3. Image processing — invert a grayscale image¶
import numpy as np
# Fake an 8x8 grayscale image (values 0-255)
rng = np.random.default_rng(0)
img = rng.integers(0, 256, size=(8, 8), dtype=np.uint8)
print("Original:")
print(img)
# Invert: each pixel x → 255 - x
inverted = 255 - img
print("\nInverted:")
print(inverted)
# Brighten: add 50, but clip at 255
bright = np.clip(img.astype(int) + 50, 0, 255).astype(np.uint8)
print("\nBrightened:")
print(bright)
# Threshold: white if > 128 else black
binary = np.where(img > 128, 255, 0).astype(np.uint8)
print("\nBinary:")
print(binary)
Real grayscale images from PIL / OpenCV are exactly the same — 2D NumPy arrays of uint8.
4. Time-series rolling average¶
A "smoothing" trick:
import numpy as np
# Fake daily temperature for 30 days
rng = np.random.default_rng(0)
days = np.arange(30)
temps = 25 + 5 * np.sin(2 * np.pi * days / 30) + rng.normal(0, 2, 30)
# 7-day rolling average
window = 7
rolling = np.array([temps[i:i+window].mean() for i in range(len(temps) - window + 1)])
print("Original temps (last 10):")
print(temps[-10:].round(1))
print(f"\nRolling avg ({window}-day, last 10):")
print(rolling[-10:].round(1))
For huge arrays, np.convolve is faster — but this clear version is enough for most cases.
5. Monte Carlo — stock price simulation¶
A classic finance problem — simulating possible future prices:
import numpy as np
rng = np.random.default_rng(42)
S0 = 100 # starting price
mu = 0.0005 # daily expected return (~12% annualized)
sigma = 0.02 # daily volatility (~32% annualized)
days = 252 # one trading year
n_sims = 1000 # number of random paths
# Each row is one simulated path
returns = rng.normal(mu, sigma, size=(n_sims, days))
paths = S0 * np.exp(np.cumsum(returns, axis=1))
final_prices = paths[:, -1]
print(f"After {days} days:")
print(f" median end price : ${np.median(final_prices):.2f}")
print(f" 5th percentile : ${np.percentile(final_prices, 5):.2f}")
print(f" 95th percentile : ${np.percentile(final_prices, 95):.2f}")
print(f" chance < $90 : {(final_prices < 90).mean() * 100:.1f}%")
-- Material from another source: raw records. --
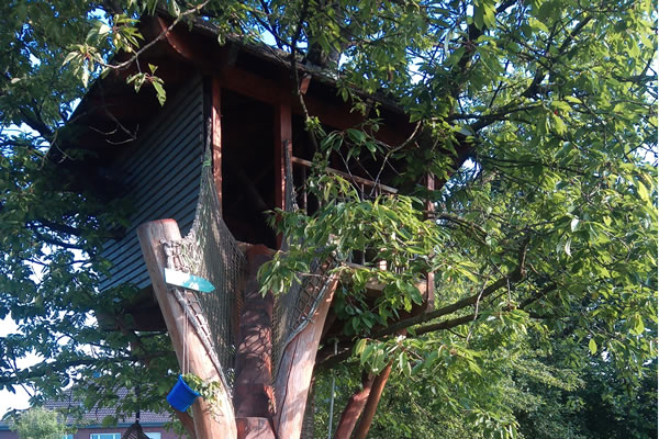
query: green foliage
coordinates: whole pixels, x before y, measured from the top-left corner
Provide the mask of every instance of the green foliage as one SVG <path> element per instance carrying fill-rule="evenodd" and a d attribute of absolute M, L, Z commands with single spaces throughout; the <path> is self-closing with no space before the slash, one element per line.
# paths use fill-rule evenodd
<path fill-rule="evenodd" d="M 330 132 L 304 114 L 320 145 L 308 189 L 321 209 L 279 213 L 290 247 L 260 279 L 280 293 L 313 259 L 337 259 L 335 312 L 354 341 L 343 397 L 361 370 L 394 365 L 373 437 L 656 436 L 657 15 L 648 0 L 2 3 L 0 317 L 19 329 L 0 342 L 0 387 L 26 383 L 46 397 L 79 381 L 91 407 L 114 406 L 116 386 L 141 384 L 141 401 L 120 412 L 165 406 L 177 369 L 167 336 L 104 330 L 132 326 L 122 306 L 134 289 L 98 291 L 102 243 L 126 225 L 130 206 L 81 191 L 45 158 L 76 138 L 66 122 L 85 89 L 135 67 L 150 43 L 139 18 L 158 7 L 179 25 L 200 16 L 216 25 L 220 43 L 243 35 L 304 55 L 369 119 Z M 153 86 L 163 103 L 157 68 L 129 81 Z M 414 135 L 378 140 L 382 109 L 357 90 L 402 105 Z M 331 154 L 353 169 L 383 164 L 399 193 L 325 175 Z M 446 183 L 423 189 L 427 173 Z M 372 262 L 350 268 L 360 254 Z M 407 320 L 402 336 L 392 322 L 420 303 L 429 270 L 435 311 Z M 375 303 L 369 282 L 384 285 Z M 29 353 L 43 361 L 16 370 Z M 596 412 L 606 414 L 603 429 Z"/>
<path fill-rule="evenodd" d="M 21 439 L 62 439 L 66 432 L 66 425 L 60 416 L 44 407 L 33 407 L 23 412 L 11 429 L 19 434 Z"/>

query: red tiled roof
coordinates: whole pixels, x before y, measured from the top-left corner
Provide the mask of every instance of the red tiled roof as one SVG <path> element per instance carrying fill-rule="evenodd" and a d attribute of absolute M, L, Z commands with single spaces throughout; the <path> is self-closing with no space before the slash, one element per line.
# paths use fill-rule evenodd
<path fill-rule="evenodd" d="M 126 389 L 120 389 L 116 392 L 116 396 L 120 399 L 123 399 L 127 394 L 129 394 L 129 391 Z M 54 399 L 46 401 L 44 403 L 44 407 L 49 408 L 52 410 L 67 413 L 67 412 L 71 412 L 71 410 L 79 410 L 80 403 L 78 401 L 74 399 L 69 393 L 68 398 L 58 399 L 58 401 L 54 401 Z M 101 425 L 103 423 L 103 419 L 107 416 L 116 416 L 115 410 L 116 410 L 115 407 L 96 407 L 96 408 L 85 412 L 82 414 L 81 421 L 83 424 L 88 424 L 88 425 Z M 66 423 L 70 425 L 70 424 L 75 424 L 80 419 L 76 419 L 74 416 L 68 416 L 66 419 Z M 147 424 L 147 423 L 148 424 L 165 424 L 170 420 L 171 420 L 171 416 L 168 413 L 154 413 L 154 412 L 148 412 L 148 410 L 139 412 L 139 423 L 142 423 L 142 424 Z M 118 421 L 119 421 L 119 424 L 133 424 L 135 421 L 135 415 L 127 416 L 127 417 L 119 417 Z"/>

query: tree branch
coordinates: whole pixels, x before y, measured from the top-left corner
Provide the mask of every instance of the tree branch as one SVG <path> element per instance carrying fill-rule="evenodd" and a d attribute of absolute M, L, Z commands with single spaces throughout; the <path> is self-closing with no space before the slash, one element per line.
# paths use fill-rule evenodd
<path fill-rule="evenodd" d="M 481 293 L 470 295 L 470 296 L 465 297 L 460 301 L 457 301 L 450 305 L 432 311 L 429 313 L 424 313 L 418 316 L 398 322 L 391 326 L 388 326 L 387 328 L 383 328 L 382 330 L 375 333 L 372 335 L 372 338 L 382 338 L 382 337 L 395 334 L 396 331 L 399 331 L 401 329 L 405 329 L 411 326 L 432 320 L 433 318 L 437 318 L 437 317 L 445 316 L 447 314 L 455 313 L 458 309 L 462 309 L 467 306 L 476 304 L 476 302 L 479 300 L 488 297 L 489 295 L 494 293 L 496 290 L 499 290 L 503 286 L 506 286 L 509 283 L 520 282 L 522 279 L 524 279 L 526 277 L 526 268 L 525 268 L 526 250 L 528 248 L 529 241 L 530 241 L 530 238 L 528 236 L 524 237 L 522 245 L 520 247 L 520 252 L 517 255 L 517 268 L 515 268 L 515 270 L 513 270 L 510 274 L 507 274 L 507 275 L 499 279 L 494 283 L 490 284 Z M 460 317 L 460 318 L 463 318 L 463 317 Z M 473 319 L 473 315 L 469 316 L 469 318 Z M 467 322 L 469 320 L 469 318 L 467 319 Z M 447 323 L 442 323 L 442 324 L 447 325 Z M 454 325 L 454 326 L 457 326 L 457 325 Z M 449 326 L 449 327 L 454 327 L 454 326 Z M 439 329 L 444 329 L 444 327 L 439 327 Z"/>

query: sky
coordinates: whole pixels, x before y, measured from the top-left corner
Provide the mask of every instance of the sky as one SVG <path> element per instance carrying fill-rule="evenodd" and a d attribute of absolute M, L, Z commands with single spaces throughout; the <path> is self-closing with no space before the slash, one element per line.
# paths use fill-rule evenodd
<path fill-rule="evenodd" d="M 0 337 L 18 330 L 16 324 L 8 316 L 0 320 Z M 27 367 L 36 362 L 36 357 L 27 357 L 19 362 L 19 367 Z M 30 395 L 22 387 L 14 387 L 16 393 L 7 390 L 0 391 L 0 418 L 11 409 L 23 409 L 30 407 Z"/>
print(f" chance > $130 : {(final_prices > 130).mean() * 100:.1f}%")
Vectorized — 1000 paths × 252 days in milliseconds.
6. Bonus — sliding window for pattern detection¶
import numpy as np
rng = np.random.default_rng(0)
signal = rng.integers(0, 5, size=20)
print("signal:", signal)
# Find all 3-element runs that sum to >= 10
window = 3
threshold = 10
found = []
for i in range(len(signal) - window + 1):
s = signal[i:i+window].sum()
if s >= threshold:
found.append((i, signal[i:i+window].tolist(), s))
for idx, win, total in found:
print(f" at index {idx}: {win} → sum = {total}")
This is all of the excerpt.